Francis Jackson (1789–1861) was an abolitionist in Boston, Massachusetts. He was president of the Massachusetts Anti-Slavery Society for many years, was also president of the New England Anti-Slavery Conventions, and vice president of the American Anti-Slavery Society. He was also affiliated with the Boston Female Anti-Slavery Society and the Boston Vigilance Committee. He worked for the South Cove Corporation, filling in land in Boston's South End in the 1830s.

==Biography==

Jackson was born in Newton, Massachusetts to Timothy Jackson (1756–1814), who fought in the American Revolutionary War and later built the Jackson Homestead in Newton. Siblings included Edmund Jackson, George Jackson, Stephen Jackson, Lucretia Jackson, and politician William Jackson, who was also against slavery.

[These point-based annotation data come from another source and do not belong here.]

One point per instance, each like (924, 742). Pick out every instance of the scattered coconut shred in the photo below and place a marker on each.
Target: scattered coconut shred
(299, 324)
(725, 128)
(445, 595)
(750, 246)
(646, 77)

Francis Jackson served on the Boston City Council in 1823–1824 (common council, Ward 12) and 1826 (alderman). In 1832 he held the position of "Land Commissioner" for the city of Boston. He lived on Washington Street (c. 1823), Tremont Street (c. 1832) and Hollis Street (c. 1848–1861).

He worked for the South Cove Corporation c. 1833–1840. In Boston "by 1830 the population had increased so much that it was felt that the time had come when more room was needed, and soon afterwards the first grand real estate enterprise was inaugurated by the filling up of the South Cove. The company was chartered Jan. 31st, 1833, and $415,000 (~$ in ) was subscribed. The work was begun May 3rd, 1834, under the management of Mr. Francis Jackson, and finished in November 1837. Seventy-seven acres of good land were thus added."

As an abolitionist, Jackson assisted fugitive slaves: "he sheltered many in a room of his house, at Number 31 Hollis Street." He was involved with the trial of Anthony Burns in 1854. In 1854 and 1856 he "was called upon to preside" over the New England Anti-Slavery Convention held at the Melodeon.

Jackson was a close friend of Wm. Lloyd Garrison, and contributed financially to Garrison's newspaper, The Liberator.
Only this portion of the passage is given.